Indubbiamente ora come ora è “più facile” fare arte per il semplice fatto che non è poi così necessario avere chissà quali competenze. Ma anche perchè a volte è possbile tralasciare lo stile e tutto il resto e concentrarsi più sul concetto. I tempi son cambiati e con essi anche l’arte, il modo di farla e di apprezzarla.
Premettendo che anche un’idea brillante possa essere arte secondo il mio modesto parere, alla fine potrei considerare artista anche chi ha avuto una bella trovata ma alla fin fine non è stato l’esecutore materiale del pezzo d’arte, quindi potrebbe essere anche un pezzo commissionato ed eseguito da un semplice operaio, ma non per questo non andrebbe considerata arte.
Credo che senza dubbio un artista possa apprezzare di più l’arte, ma non perchè gli altri abbiano
doti inferiori, ma un modo di vedere le cose differente, non strettamente collegato ad un’apertura mentale…
Un web designer è un artista, chi meglio di lui può apprezzare un gran bel sito internet fatto come si deve, anche perchè conosce tutto il tipo di lavoro che c sta dietro… sicuramente lo apprezzerebbe meglio lui che un ignorante del settore o semplicemente un altro genere di artista quale uno scultore.
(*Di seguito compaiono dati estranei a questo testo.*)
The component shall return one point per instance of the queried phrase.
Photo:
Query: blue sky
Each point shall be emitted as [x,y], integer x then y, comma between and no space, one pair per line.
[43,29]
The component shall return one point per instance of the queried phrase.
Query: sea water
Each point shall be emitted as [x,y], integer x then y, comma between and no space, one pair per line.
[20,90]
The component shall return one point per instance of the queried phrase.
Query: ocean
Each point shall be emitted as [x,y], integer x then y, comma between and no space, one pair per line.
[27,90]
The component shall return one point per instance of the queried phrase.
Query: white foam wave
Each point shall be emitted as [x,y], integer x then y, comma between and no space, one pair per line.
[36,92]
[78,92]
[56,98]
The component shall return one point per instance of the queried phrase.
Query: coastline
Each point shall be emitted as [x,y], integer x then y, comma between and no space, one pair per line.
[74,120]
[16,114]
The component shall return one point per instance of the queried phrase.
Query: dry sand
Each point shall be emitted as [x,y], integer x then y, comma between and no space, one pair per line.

Spero il mio banale esempio abbia reso l’idea di ciò che avrei voluto intendere.
Non sono uno scrittore e questo si vede. Ma mi complimento ugualmente per ciò che hai scritto e per come l’hai fatto.

gianni brandolino dice:

Hello Teodora,
quel Bonami lo seguo da tempo anch’io, pensavo che i papaveri son alti alti alti ed invece mi ritrovo davanti a un girasole.
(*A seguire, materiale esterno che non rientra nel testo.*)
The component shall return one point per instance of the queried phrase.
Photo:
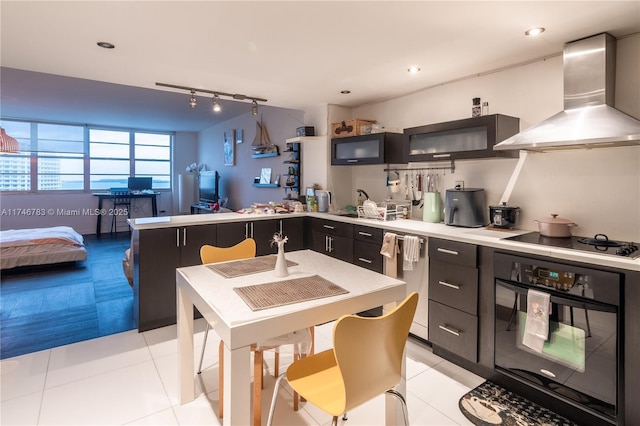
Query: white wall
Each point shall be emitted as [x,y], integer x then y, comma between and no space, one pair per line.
[598,189]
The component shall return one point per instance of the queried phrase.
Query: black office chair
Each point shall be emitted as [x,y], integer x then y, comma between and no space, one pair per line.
[121,201]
Mi è capitato casualmente di scrivere qualcosa su Mario Merz, per un convegno fiorentino, alcuni mesi dopo ho ritrovato, con piacere, un suo intervento alla VI edizione del Festival della Mente, a Sarzana, in Liguria, dal titolo “dal Panettone al Partenone.Storia dell’arte all’incontrario”.
Il panettone è riferito appunto alle calotte di Merz … Conclusione o confusione?
A tal proposito mi fa piacere ritrovare questo tuo riferimento, con il fiorentino d’america, e vorrei segnalarti un Suo articolo riportato su web: http://www.festivaldellamente.it/eventi_dettaglio.asp?id=219

- con un “Sunflower” di Keith Edmier, ti auguro buona lettura.